Figures & data
Table 1. Complete blood count done on admission of an emu (index case) with progressive neurologic disease due to MPS IIIB.
Table 2. Serum biochemistry panel on admission of an emu (index case) with progressive neurologic disease due to MPS IIIB.
Figure 1. Histopathology of emus with MPS IIIB compared to an age-matched control. (A) Emu 3, brain, normal neurons. This emu was euthanized following fracture of the spine. HE. (B) Emu 2, sibling to index case, MPS IIIB, brain. Swollen neurons, Nissl substance crowded around nuclei, and cytoplasm filled with pale staining inclusions are typical of a lysosomal storage disease. HE. (C) Emu 1, index case, MPS IIIB, brain. Cytoplasmic inclusions are moderately stained with periodic acid – Schiff. (D) Emu 1, index case, MPS IIIB, brain. Cytoplasmic inclusions stain weakly with LFB.

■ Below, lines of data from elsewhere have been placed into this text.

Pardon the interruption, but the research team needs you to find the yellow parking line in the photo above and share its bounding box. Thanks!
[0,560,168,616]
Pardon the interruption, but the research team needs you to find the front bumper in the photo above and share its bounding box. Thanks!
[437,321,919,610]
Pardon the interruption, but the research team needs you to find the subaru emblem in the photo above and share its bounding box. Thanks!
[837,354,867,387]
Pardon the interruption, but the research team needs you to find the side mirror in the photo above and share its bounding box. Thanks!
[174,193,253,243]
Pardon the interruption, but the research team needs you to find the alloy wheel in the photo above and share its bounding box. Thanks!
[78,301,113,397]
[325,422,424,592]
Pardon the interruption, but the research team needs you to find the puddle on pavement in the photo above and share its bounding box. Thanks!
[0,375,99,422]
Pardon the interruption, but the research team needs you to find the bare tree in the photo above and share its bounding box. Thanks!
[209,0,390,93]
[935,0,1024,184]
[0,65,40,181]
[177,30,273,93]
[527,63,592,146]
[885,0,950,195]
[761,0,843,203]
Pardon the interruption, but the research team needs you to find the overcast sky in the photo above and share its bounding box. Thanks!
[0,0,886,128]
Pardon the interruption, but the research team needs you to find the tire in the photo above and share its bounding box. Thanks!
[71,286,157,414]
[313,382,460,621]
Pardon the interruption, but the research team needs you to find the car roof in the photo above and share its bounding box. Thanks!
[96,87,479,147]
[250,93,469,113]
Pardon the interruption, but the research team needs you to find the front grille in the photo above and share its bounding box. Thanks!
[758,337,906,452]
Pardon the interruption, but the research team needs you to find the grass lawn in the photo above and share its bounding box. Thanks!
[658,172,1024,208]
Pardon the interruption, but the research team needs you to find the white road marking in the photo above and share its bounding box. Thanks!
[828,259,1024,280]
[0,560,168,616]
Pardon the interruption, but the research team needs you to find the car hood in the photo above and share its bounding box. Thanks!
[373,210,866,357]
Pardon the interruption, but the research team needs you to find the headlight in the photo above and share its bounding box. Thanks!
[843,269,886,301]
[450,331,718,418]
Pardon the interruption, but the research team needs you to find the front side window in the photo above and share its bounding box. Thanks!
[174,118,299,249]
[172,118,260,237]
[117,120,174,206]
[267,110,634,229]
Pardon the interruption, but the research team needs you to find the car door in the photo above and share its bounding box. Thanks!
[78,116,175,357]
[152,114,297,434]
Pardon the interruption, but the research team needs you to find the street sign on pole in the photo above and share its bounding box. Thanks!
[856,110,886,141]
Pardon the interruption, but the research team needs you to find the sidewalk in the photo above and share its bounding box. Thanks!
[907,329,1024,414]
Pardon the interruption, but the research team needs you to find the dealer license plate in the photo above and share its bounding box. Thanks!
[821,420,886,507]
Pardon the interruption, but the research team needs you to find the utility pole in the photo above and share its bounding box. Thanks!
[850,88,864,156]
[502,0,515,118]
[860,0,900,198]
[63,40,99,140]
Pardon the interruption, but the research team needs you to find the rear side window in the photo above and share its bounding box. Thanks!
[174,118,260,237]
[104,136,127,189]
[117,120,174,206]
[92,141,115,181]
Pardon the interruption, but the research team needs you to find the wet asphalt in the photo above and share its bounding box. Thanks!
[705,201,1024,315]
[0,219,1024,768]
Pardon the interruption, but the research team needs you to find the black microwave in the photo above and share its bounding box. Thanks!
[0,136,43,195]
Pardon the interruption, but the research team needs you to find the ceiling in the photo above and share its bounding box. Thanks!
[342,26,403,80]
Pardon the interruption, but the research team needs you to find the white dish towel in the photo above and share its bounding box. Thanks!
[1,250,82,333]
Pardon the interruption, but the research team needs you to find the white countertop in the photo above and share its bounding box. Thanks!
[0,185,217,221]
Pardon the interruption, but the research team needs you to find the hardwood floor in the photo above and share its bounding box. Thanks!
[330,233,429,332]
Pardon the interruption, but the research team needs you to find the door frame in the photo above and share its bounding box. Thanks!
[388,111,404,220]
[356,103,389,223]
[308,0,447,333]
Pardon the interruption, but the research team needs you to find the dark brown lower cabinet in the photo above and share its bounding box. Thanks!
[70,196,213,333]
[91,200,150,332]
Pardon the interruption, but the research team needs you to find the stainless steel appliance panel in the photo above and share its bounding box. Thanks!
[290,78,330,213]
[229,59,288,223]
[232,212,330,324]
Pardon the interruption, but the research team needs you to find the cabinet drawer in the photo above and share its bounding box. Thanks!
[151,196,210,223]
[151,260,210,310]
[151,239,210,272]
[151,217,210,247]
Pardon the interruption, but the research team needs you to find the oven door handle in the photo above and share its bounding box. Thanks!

Figure 2. (A) Emu 2, sibling to index case, MPS IIIB, liver. Numerous focal aggregates of foamy macrophages are randomly scattered throughout the liver. (B) Emu 2, sibling to index case, MPS IIIB, spleen. Occasional foci of foamy macrophages like those in the liver are present in the spleen.
Figure 3. Polyacrylamide gel electrophoretogram of the PCR- RFLP test to screen for the known MPS IIIB two-base deletion (c.1098_1099delGG) in emus. Amplified DNA band surrounding the mutation is 294 and 292 bp in length in normal and affected emus, respectively. For the normal allele, the product is cleaved with the restriction enzyme MspI at two sites producing three bands (185, 94 and 15 bp). The mutant allele is missing one restriction site, and thus only two bands at 185 and 107 bp are seen. The 15 bp fragment is too small to be detected on the gel. Lanes: M, 100 bp DNA marker; N, normal emu; C, heterozygous carrier; A, affected emu; bp, base pair.
Figure 4. Real-time PCR discrimination plots of wild-type and mutant alleles for the two-base deletions (c.1098_1099delGG) in NAGLU. Dots at lower right (red), intermediate (green) and upper left (blue) parts indicate normal, heterozygous carrier, and affected emus, respectively. X indicates heterozygous carriers with an additional missense polymorphism.
Figure 5. Genomic DNA sequencing chromatograms of a small region surrounding the known two-base deletion in NAGLU gene (c.1098_1099delGG) in a heterozygous bird also having a missense polymorphism (c.1100A > G). A single nucleotide substitution (arrow) adjacent to the known mutation site (dotted line) is predicted to change the amino acid from aspartic acid (Asp, D) to glycine (Gly, G).